Find an equation of the tangent plane to the parametric surface x = 4 rcosθ, y = -5 rsinθ...?

Question

Find an equation of the tangent plane to the parametric surface
x = 4rcosθ, y = -5rsinθ, z = r, at the point (4sqrt(2), -5sqrt(2), 2 when r = 2, θ = pi/2.

z = __________

Note: Your answer should be an expression of x and y; e.g. "3x - 4y"

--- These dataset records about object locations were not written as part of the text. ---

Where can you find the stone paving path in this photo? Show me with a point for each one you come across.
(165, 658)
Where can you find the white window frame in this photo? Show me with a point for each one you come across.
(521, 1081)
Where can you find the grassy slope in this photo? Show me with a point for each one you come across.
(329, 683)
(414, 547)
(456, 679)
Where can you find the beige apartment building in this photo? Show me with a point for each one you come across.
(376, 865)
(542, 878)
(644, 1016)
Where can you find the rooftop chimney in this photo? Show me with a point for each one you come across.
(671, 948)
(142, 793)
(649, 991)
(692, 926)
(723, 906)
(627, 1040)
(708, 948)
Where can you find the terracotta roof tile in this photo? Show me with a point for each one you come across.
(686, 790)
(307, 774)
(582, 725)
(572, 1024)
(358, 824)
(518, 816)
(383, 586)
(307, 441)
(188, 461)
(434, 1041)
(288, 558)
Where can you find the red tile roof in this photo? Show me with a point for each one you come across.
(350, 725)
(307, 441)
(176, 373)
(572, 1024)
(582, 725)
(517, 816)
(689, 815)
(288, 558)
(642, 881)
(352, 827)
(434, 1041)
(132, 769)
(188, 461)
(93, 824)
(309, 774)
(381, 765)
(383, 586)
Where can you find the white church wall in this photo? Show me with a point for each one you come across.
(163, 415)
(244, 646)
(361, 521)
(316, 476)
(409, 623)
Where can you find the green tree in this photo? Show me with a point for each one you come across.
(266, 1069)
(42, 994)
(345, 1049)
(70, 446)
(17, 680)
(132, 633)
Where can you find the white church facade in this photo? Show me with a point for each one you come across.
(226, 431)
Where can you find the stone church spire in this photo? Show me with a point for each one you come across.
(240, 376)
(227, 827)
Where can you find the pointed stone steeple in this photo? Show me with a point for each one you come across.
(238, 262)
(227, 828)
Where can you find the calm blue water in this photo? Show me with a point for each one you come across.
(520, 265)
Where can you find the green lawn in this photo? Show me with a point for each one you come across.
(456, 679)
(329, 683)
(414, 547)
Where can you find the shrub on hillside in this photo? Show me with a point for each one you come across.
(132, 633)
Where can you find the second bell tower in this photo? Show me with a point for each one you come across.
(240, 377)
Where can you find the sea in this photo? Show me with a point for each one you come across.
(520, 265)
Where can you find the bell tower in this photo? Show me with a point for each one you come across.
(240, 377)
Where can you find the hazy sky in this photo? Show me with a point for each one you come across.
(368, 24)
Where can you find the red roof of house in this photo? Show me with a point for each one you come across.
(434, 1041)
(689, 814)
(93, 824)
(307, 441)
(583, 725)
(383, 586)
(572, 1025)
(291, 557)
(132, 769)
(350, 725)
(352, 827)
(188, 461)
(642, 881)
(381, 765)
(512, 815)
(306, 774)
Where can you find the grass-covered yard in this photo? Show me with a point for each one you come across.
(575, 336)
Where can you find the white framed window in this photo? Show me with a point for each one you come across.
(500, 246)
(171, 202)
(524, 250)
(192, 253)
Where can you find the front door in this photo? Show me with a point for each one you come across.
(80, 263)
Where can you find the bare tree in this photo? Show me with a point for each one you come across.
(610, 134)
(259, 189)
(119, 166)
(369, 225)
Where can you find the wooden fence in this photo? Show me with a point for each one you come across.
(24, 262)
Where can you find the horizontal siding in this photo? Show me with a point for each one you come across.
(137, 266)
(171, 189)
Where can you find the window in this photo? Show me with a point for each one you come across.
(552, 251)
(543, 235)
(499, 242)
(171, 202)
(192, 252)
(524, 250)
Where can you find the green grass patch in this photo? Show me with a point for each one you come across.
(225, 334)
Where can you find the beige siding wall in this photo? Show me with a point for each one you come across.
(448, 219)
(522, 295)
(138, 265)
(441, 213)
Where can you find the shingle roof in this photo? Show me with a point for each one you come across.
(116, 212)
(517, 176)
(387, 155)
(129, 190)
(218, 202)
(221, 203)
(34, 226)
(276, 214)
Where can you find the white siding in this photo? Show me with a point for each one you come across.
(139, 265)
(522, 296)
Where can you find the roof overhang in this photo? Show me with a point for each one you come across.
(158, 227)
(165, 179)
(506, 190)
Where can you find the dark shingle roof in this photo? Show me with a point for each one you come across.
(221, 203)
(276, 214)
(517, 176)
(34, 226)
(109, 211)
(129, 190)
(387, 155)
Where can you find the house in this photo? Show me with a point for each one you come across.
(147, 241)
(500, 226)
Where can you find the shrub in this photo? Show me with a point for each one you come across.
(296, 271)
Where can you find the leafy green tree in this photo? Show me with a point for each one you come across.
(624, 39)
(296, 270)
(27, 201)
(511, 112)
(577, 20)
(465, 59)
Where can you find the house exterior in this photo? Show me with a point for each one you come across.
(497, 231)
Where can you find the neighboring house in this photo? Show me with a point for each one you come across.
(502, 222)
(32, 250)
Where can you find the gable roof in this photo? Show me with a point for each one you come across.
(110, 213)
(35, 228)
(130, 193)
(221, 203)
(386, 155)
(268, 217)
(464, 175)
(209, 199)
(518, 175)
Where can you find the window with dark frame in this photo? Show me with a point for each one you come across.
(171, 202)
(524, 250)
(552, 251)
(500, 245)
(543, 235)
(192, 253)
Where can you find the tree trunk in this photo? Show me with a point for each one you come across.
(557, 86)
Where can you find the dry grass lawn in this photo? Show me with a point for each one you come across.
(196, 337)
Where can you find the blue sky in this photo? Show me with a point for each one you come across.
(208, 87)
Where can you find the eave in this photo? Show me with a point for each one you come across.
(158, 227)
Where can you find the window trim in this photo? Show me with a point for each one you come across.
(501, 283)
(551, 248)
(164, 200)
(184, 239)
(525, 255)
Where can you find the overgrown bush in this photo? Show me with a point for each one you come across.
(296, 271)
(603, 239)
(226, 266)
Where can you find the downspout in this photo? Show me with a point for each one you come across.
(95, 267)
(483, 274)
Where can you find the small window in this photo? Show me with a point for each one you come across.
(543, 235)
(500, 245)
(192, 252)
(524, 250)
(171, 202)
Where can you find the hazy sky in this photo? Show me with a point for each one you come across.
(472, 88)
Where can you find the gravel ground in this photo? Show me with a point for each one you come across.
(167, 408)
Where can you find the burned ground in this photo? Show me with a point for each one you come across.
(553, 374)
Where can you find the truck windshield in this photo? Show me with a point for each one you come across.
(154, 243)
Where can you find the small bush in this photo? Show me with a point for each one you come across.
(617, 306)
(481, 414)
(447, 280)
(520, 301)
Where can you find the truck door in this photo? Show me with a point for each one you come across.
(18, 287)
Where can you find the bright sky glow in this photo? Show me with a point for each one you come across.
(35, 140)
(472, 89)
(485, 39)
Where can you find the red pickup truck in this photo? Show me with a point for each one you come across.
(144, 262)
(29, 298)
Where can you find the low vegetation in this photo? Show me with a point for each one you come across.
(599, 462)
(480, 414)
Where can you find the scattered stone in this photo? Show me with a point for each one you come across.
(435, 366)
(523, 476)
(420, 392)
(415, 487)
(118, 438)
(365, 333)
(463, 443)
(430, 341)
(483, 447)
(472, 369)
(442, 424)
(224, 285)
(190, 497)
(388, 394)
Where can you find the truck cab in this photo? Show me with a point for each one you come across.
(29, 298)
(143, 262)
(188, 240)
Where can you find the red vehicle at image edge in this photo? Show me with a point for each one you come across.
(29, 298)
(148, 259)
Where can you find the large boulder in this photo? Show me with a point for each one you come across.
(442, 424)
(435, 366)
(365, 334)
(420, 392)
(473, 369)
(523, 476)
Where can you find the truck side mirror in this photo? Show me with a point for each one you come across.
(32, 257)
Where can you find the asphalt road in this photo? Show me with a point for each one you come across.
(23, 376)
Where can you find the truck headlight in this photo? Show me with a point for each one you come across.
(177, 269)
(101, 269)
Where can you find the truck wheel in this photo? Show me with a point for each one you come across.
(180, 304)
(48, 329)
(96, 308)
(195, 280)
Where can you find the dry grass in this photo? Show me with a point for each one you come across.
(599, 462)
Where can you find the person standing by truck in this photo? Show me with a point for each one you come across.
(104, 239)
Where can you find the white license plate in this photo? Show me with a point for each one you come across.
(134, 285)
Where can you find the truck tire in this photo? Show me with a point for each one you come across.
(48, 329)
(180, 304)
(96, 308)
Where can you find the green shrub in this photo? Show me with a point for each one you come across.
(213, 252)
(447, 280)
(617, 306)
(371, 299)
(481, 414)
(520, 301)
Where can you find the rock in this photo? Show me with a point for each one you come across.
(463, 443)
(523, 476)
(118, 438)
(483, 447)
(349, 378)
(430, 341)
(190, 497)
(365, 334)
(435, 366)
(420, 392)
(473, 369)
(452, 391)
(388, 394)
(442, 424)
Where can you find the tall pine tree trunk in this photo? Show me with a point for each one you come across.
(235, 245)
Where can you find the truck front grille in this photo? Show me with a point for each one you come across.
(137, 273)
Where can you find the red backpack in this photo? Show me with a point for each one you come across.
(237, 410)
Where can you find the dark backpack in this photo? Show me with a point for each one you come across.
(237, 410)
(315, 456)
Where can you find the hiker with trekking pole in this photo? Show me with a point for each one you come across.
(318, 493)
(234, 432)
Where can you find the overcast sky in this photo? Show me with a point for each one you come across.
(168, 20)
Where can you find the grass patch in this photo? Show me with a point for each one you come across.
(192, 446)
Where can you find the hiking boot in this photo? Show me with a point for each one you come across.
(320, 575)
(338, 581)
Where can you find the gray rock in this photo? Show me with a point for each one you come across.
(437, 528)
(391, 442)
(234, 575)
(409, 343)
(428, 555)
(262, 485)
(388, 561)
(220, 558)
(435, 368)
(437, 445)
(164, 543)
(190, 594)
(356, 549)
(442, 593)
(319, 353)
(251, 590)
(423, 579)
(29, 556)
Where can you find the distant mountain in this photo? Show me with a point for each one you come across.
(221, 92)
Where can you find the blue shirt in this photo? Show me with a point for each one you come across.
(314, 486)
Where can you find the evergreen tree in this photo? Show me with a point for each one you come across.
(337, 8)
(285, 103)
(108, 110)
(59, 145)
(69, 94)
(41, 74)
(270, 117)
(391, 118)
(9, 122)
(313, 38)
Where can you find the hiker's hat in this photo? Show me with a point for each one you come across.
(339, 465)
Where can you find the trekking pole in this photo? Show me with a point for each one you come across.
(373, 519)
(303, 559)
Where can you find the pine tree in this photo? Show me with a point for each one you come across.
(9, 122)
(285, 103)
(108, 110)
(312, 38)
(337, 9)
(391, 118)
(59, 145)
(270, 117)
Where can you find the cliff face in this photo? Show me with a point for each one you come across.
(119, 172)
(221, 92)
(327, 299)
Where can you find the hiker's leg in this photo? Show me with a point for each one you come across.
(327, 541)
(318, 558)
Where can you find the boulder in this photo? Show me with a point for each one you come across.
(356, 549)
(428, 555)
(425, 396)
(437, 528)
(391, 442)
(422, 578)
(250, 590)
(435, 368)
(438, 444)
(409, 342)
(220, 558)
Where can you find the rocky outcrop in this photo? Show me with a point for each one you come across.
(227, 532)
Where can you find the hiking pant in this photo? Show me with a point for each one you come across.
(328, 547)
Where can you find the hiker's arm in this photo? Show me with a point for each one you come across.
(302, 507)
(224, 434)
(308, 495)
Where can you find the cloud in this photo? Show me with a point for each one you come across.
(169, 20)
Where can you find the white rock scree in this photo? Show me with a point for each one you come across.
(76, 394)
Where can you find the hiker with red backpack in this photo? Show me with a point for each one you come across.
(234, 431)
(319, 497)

Stuck... hope you can show me the answer and the steps how you got there.

Thanks

Answer 1

The point in question has θ = π/4, not π/2.

It can be shown that both

(∂x/∂r) i + (∂y/∂r) j +(∂z/∂r) k and (∂x/∂θ) i + (∂y/∂θ) j +(∂z/∂θ) k

evaluated at some point on the surface are tangent to the surface at that point. If they are nonzero and not parallel, they define the tangent plane at that point. So the cross product of those two vectors produces a vector normal to the tangent plane. You will find that this vector, evaluated at (4√2, -5√2, 2) is

5√2 i - 4√2 j - 40 k

If (x, y ,z) is any point in the plane distinct from (4√2, -5√2, 2),
then the vector

(x - 4√2) i + (y - (-5√2)) j + (z - 2) k

lies in the tangent plane and hence is perpendicular to 5√2 i - 4√2 j - 40 k, so the dot product of this vector with 5√2 i - 4√2 j - 40 k is zero:

[(x - 4√2) i + (y + 5√2) j + (z - 2) k] • [5√2 i - 4√2 j - 40 k] = 0

(To get the desired coefficient of 1 for z right away, you could also use
-√2/8 i + √2/10 j + k for the normal vector, since any nonzero multiple of the given normal vector is also normal to the plane.)

That will give you an equation for the tangent plane. If I did my arithmetic correctly, you should get

z = (√2 / 8) x - (√2 / 10) y